Figure 5. PRPH_C B cell distribution in NOD and C57BL/6 mice

(A) FACS analysis of PRPH_C B cells in the peritoneum, spleen, and pancreatic lymph nodes (Pan LN) in NOD males and females (n=5-15/age group). PRPH_C B cells are shown in the indicated organs and ages as percentage of total CD19⁺ B cells. A^g7/PRPH_467-507C octamer⁺ cells were gated on CD3⁻, CD11c⁻, F4/80⁻, PI⁻ and B220⁺. Values obtained with the A^g7/GPI control were subtracted during analysis. Error bar indicates mean values ± SD. The P value was determined by Mann Whitney t test. (B) Analysis of PRPH_C B cells in the peritoneum of diabetic and pre-diabetic 15 week-old NOD/LtJ females (n=5). PRPH_C B cells were analyzed as in (A). Left panel, PRPH_C B cells are indicated as a percentage of total intraperitoneal B220⁺ B cells; right panel, total numbers of intraperitoneal PRPH_C B cells of the same analysis. Error bar indicates mean values ± SD. The P value was determined by Mann Whitney t test. (C) Representative FACS profile of islet-infiltrating PRPH_C B cells from 15 week-old NOD/LtJ females (a pooled analysis of 5 animals is shown). PRPH_C B cells were analyzed as in (A). (D) Comparative analysis of PRPH_C B cells in the peritoneum and spleen in 7 week-old NOD and C57BL/6 females (n=5). PRPH_C B cells were analyzed as in (A). Error bar indicates mean values ± SD. The P value was determined by Mann Whitney t test.

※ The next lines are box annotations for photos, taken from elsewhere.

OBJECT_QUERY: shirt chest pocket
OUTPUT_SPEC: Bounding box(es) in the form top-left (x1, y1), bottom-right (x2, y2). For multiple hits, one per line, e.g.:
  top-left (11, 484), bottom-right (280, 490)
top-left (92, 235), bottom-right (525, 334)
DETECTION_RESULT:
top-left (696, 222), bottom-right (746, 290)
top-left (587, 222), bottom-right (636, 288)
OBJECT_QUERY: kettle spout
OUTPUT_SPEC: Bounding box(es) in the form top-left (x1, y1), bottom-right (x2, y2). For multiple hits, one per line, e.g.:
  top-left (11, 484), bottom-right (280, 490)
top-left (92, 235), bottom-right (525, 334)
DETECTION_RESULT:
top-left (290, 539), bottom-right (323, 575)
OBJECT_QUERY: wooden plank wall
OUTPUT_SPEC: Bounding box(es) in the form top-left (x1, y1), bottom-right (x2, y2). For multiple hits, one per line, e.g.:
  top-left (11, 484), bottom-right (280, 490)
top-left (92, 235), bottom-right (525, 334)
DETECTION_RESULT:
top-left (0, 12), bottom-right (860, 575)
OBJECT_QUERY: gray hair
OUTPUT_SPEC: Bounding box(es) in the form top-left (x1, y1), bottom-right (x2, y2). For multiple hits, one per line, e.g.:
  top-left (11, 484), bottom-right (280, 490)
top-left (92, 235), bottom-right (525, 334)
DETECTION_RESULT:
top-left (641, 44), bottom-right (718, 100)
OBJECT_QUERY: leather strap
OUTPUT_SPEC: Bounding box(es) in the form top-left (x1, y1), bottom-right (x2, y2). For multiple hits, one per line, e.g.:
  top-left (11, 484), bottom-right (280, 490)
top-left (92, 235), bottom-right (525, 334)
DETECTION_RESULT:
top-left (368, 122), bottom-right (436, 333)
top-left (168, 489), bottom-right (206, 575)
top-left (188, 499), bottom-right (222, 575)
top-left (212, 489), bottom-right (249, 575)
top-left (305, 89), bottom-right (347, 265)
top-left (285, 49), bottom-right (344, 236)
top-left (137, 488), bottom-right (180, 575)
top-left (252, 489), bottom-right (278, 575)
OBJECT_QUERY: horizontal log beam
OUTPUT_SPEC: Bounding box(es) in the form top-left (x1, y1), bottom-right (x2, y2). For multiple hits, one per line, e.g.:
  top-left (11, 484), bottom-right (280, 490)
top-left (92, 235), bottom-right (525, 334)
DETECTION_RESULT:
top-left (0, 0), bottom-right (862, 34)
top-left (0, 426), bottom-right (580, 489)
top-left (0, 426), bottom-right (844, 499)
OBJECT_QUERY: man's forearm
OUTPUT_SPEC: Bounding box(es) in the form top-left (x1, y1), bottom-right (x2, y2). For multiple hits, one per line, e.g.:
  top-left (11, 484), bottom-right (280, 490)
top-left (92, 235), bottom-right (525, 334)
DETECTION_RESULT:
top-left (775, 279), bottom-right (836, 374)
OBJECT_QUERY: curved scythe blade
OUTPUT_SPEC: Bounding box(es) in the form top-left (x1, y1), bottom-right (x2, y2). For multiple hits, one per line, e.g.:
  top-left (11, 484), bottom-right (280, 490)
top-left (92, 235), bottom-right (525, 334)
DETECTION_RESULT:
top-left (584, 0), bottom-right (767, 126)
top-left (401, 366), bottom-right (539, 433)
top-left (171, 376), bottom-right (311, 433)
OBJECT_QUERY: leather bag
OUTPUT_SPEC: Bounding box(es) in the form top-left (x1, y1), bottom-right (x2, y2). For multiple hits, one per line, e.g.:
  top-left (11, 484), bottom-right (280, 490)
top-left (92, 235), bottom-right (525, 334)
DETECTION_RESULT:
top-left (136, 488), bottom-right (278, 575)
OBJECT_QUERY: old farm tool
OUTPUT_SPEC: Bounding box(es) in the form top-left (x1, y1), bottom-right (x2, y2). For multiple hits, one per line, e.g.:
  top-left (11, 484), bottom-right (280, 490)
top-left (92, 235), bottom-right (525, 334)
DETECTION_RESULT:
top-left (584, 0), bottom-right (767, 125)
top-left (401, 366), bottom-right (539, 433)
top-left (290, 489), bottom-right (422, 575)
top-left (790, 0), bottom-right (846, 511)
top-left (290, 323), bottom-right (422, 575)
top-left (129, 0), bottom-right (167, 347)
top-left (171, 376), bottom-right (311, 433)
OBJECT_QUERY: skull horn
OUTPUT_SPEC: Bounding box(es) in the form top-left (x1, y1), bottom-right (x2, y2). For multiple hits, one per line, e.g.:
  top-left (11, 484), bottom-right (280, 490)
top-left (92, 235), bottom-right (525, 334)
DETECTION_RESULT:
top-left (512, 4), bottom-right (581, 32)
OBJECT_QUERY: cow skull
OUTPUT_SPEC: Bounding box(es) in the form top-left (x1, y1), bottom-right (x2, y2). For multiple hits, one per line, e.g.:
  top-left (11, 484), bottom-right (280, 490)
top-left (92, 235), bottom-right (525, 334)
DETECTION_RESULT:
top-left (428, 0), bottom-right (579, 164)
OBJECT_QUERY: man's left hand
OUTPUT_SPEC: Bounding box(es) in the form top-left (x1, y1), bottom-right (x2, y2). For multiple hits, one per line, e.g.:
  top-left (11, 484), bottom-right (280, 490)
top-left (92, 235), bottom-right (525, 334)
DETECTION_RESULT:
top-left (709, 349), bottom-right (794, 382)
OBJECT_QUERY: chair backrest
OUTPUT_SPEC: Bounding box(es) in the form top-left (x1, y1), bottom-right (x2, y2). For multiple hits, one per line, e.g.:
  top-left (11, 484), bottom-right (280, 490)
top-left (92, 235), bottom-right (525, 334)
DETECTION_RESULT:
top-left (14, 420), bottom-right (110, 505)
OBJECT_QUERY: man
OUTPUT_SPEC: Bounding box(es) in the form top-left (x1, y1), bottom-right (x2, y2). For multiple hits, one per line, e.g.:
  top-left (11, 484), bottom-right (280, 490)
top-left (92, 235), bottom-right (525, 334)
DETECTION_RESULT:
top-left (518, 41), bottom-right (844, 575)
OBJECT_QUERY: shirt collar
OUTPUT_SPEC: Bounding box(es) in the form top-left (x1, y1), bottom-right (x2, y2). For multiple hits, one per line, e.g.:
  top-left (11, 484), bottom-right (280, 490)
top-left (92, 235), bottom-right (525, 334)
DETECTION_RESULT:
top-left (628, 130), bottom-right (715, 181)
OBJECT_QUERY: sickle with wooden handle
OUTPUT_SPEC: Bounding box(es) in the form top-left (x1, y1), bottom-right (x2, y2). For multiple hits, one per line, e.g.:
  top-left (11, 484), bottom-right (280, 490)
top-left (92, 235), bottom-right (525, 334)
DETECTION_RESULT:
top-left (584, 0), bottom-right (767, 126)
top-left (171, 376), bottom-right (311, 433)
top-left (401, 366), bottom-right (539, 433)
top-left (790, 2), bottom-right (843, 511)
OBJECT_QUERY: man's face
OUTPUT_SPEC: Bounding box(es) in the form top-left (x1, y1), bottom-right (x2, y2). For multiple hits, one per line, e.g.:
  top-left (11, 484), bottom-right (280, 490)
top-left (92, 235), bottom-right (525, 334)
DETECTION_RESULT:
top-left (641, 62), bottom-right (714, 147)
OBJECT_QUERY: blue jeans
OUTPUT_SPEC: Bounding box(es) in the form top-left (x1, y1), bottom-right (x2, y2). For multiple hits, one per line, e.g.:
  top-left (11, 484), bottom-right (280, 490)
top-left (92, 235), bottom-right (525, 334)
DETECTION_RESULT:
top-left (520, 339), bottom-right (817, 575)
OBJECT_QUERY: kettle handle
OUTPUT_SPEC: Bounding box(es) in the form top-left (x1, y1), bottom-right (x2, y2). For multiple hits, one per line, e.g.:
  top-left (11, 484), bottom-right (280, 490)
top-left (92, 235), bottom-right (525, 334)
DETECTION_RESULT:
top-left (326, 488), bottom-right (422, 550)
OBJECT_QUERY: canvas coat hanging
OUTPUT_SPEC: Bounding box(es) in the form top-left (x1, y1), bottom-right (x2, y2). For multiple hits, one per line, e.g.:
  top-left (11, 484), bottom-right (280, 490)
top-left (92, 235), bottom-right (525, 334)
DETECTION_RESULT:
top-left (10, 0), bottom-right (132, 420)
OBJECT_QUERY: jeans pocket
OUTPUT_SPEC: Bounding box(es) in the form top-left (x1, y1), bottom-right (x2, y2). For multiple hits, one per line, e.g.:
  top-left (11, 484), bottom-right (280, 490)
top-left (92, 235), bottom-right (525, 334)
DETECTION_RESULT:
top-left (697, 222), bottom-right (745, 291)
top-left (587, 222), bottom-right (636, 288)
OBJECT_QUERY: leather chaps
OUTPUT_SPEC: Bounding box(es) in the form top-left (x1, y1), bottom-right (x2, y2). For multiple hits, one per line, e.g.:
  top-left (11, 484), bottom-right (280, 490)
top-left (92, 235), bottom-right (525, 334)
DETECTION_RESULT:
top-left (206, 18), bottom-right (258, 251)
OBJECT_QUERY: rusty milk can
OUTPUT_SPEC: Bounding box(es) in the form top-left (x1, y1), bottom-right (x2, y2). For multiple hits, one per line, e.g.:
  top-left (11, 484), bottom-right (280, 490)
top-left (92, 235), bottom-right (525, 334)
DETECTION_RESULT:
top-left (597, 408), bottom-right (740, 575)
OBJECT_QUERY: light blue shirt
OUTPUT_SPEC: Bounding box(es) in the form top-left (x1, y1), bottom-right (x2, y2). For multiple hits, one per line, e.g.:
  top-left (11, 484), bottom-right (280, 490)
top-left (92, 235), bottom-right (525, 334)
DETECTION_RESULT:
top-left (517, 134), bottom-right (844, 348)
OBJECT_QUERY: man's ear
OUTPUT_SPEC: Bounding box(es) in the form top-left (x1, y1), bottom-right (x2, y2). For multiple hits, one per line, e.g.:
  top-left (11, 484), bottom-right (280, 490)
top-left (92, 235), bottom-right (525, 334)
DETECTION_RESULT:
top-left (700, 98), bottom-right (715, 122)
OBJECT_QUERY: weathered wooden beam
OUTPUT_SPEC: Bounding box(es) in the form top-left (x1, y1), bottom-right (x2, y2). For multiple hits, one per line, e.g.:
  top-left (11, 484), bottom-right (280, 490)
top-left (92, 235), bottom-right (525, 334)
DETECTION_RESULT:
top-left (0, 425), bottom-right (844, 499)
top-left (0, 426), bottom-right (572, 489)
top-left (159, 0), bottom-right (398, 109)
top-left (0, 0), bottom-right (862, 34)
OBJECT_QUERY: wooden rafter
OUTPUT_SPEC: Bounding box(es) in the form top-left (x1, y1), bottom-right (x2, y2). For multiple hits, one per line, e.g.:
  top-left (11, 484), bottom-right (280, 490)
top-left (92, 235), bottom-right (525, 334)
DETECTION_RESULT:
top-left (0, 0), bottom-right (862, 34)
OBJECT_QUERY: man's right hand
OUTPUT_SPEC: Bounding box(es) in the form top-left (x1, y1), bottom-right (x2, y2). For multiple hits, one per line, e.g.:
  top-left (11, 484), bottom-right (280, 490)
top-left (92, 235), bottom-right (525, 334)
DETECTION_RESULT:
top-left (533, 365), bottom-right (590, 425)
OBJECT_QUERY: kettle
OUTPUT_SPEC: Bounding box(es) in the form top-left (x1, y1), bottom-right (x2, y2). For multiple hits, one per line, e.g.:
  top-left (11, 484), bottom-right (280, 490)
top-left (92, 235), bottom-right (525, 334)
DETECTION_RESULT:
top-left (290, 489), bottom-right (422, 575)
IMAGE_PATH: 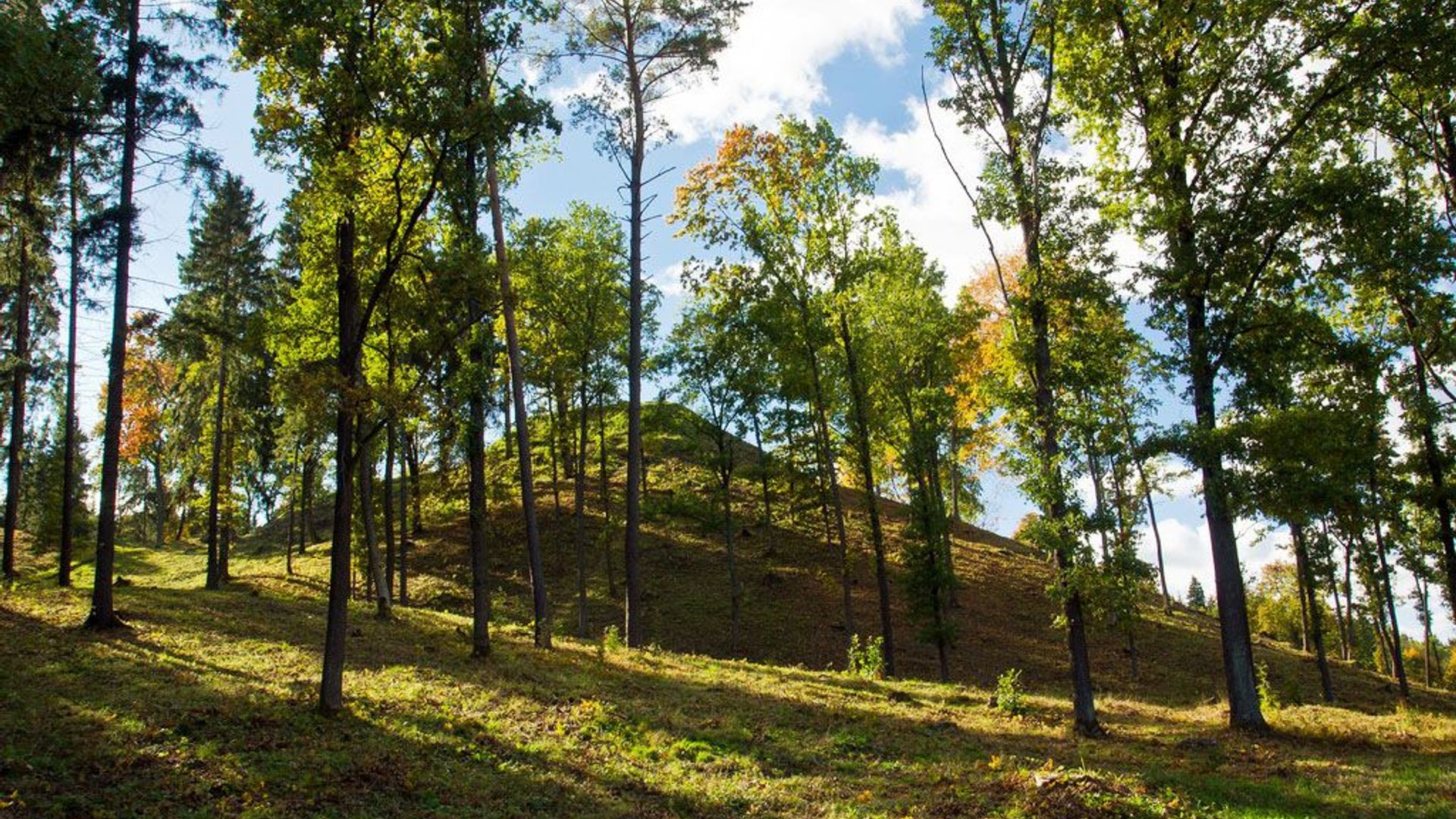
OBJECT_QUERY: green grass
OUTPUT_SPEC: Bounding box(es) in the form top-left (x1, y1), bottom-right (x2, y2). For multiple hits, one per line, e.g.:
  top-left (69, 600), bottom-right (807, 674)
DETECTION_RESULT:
top-left (0, 539), bottom-right (1456, 817)
top-left (0, 403), bottom-right (1456, 819)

Figure 6. PRPH_C B cells segregate into different subpopulations and are activated in a tissue-specific fashion

(A) FACS analysis of PRPH_C B cell subpopulations in the peritoneum, spleen and pancreatic lymph nodes of 7 week-old NOD females. PRPH_C B cells were gated using the 2-color approach explained in Fig. 4 C and further analyzed using anti-CD5 and Mac-1 (top panels) or anti-IgM and anti-IgD Abs (bottom panels). Plots are representative of 3 independent experiments. (B) FACS analysis of islet-infiltrating PRPH_C B cell phenotypes from 10 week-old NOD/LtJ females (a pooled analysis of 5 animals is shown). Analysis as in (A); Left panels, CD19⁺ total B cells, right panels, PRPH_C B cells. Top, IgM vs. IgD, bottom CD5 vs. Mac-1 analysis. Plots are representative of 2 independent experiments. (C) Analysis of PRPH_C B cell phenotypes in the spleen of 8 week-old NOD/LtJ females (n=5). PRPH_C B cells were first quantified by the 2-color approach explained in Fig. 4 C and further analyzed using the CD23 and CD21 markers (FACS profiles not shown). Total B cells are shown for comparison. FO follicular B cells, MZ marginal zone B cells. Error bars indicate mean values ± SD. Values were not significantly different as determined by 1-way ANOVA test.